Wal-Mart arrests lead to theft ring
Published: Thursday, January 8, 2009 at 6:01 a.m.
Last Modified: Wednesday, January 7, 2009 at 11:14 p.m.
An alert store security officer in Lake City is being credited with helping to crack a major theft ring apparently operating in Florida and Georgia.
The case has even led investigators to a pair of guns stolen from law enforcement officers in Ocala.
Bob Mills, a security officer at the Wal-Mart Supercenter on U.S. 90 in Lake City, was able to figure out how one of 10 teams of thieves stole more than $7,000 in CDs and DVDs.
Lake City Police Lt. Joe Moody said Mills was working Dec. 28 when a man and woman - later identified as 37-year-old Georgia residents Mark Hudson and Donna King - walked into the store separately and did not appear to notice each other. Moody said King was carrying what appeared to be a beach bag or large purse made of fabric.
"She would load that thing down, and it could hold several hundred DVDs or CDs," Moody said.
Police say that, while Hudson was paying for one CD or DVD, King would begin to make her way to the exit.

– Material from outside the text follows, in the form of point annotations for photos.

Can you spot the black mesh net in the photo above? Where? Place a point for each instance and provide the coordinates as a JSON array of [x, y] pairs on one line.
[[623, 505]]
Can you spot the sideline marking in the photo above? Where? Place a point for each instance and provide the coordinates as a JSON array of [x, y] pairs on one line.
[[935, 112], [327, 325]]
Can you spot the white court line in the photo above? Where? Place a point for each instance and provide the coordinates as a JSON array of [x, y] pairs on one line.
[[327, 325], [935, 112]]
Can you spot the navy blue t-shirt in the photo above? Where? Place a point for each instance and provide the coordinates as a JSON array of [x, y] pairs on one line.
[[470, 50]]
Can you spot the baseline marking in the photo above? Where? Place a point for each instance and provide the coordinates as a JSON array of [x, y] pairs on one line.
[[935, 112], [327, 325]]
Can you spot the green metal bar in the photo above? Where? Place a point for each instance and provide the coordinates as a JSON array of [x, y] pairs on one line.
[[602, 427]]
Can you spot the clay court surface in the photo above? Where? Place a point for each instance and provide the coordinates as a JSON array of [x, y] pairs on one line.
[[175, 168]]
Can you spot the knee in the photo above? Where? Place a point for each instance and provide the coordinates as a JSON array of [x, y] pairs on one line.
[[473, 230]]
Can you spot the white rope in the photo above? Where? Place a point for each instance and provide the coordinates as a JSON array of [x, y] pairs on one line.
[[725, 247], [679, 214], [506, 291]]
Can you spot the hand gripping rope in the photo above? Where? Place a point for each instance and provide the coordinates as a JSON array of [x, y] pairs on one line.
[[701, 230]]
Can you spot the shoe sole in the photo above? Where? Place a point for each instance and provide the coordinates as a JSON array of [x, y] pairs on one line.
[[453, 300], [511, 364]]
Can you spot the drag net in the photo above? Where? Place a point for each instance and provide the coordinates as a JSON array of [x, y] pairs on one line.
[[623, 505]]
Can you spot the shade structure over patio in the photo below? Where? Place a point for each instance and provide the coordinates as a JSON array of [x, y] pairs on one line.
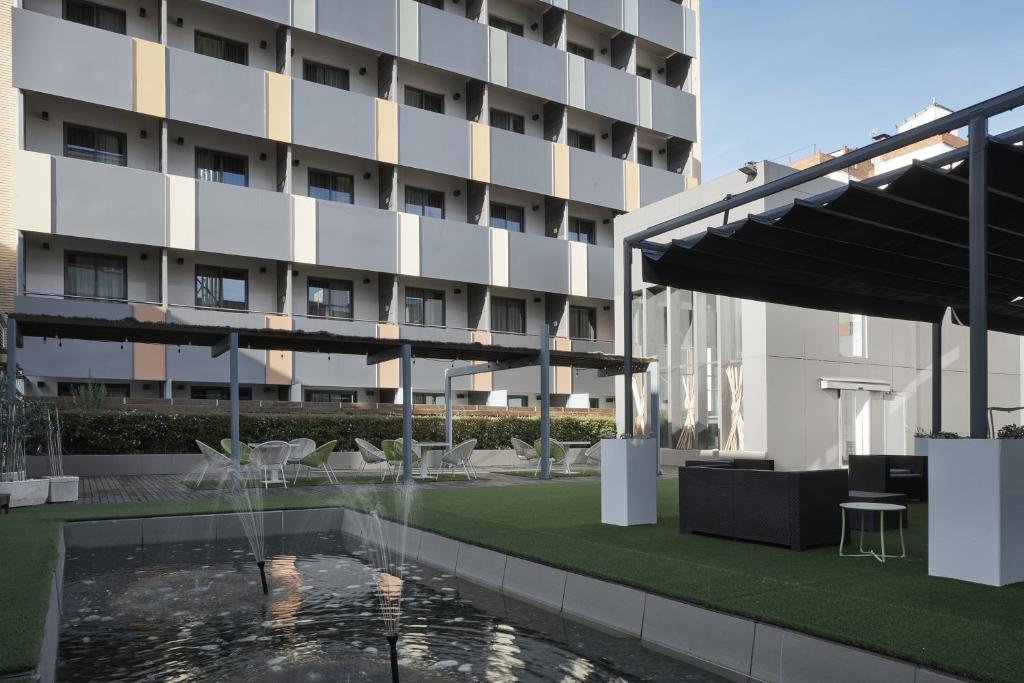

The couple reportedly walked out the door at the same time and the security devices attached to the items in King's purse would set off the alarm, according to police.
"So he [Hudson] would turn around and say it was him - that he had just bought the CD or DVD and he would walk back in and have it deactivated," Moody said.
Police said that shortly after the pair left the store, Mills noticed a lot of merchandise missing. When the couple walked back into the store about 20 minutes later, Mills was watching them, Moody said.
"They probably came right back because they thought it was so easy the first time," Moody said. "Now we know Bob Mills and that, when he calls, there's something going on, so when they walked out the second time, we were all over them. He's the reason why we got them."
The arrests of Hudson and King on grand theft charges led police to what they say is a large operation that quickly became a federal criminal case.
Moody said that by Wednesday, seven other people had been arrested and officers had seized $20,000 in cash, $100,000 in apparently stolen merchandise, six vehicles and four stolen guns, including two stolen from law enforcement in Ocala.
"This is a big ring," Moody said. "There are 10 teams of two people each, and we have been told that it operates from South Carolina down through Florida. These teams would meet periodically with the leaders of the schemes in Tampa or Orlando or Ocala."
Moody said that, in addition to stealing from stores, the couples pose as husbands and wives and go doctor-shopping - making appointments with doctors and faking conditions that convince doctors to prescribe narcotics, which are then sold.
"It's all about the money," Moody said.